# Parking Neuschwanstein



## pomme1 (May 19, 2005)

Does anyone know if there is M/H parking available at Neuschwanstein, not overnight, but just as a day visitor?

Thanks in advance.

Roger


----------



## JeanLuc (Jan 13, 2007)

I would imagine there is but when we drove round the castle circuit in July 2010 there was hardly room to swing a Smart car, let alone park a motorhome.


----------



## peejay (May 10, 2005)

If you look in the campsite database there is one that I entered a few years ago.
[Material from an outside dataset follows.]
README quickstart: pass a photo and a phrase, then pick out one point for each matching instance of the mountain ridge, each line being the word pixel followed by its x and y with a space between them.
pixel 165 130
Sorry unableto do a link at the moment but its listed under mh friendly parking.

Pete


----------



## HH66 (Oct 19, 2008)

Yes. We parked there last summer along with dozens of other motorhomes of all nationalities. You pay more for MH parking. Get there early and try to book your ticket in advance - the ticket collection queues are much shorter than those for buying tickets on the day.
HH


----------



## pomme1 (May 19, 2005)

Thanks very much folks.


----------



## Andysam (May 10, 2005)

As above. Areas are set aside in the car parks. If you aren't fit or terribly mobile, pay for the land ferry to the castle!


----------



## Markt500 (Mar 23, 2010)

Yes, plenty. Theres a large carpark there - follow the signs and you will see all the motorhomes already parked there. Wasn't expensive either, as I recall


----------



## Jean-Luc (Jul 21, 2005)

There is also a very good Stellplatz close by, E10 per night a few years ago with good services inc. showers.


----------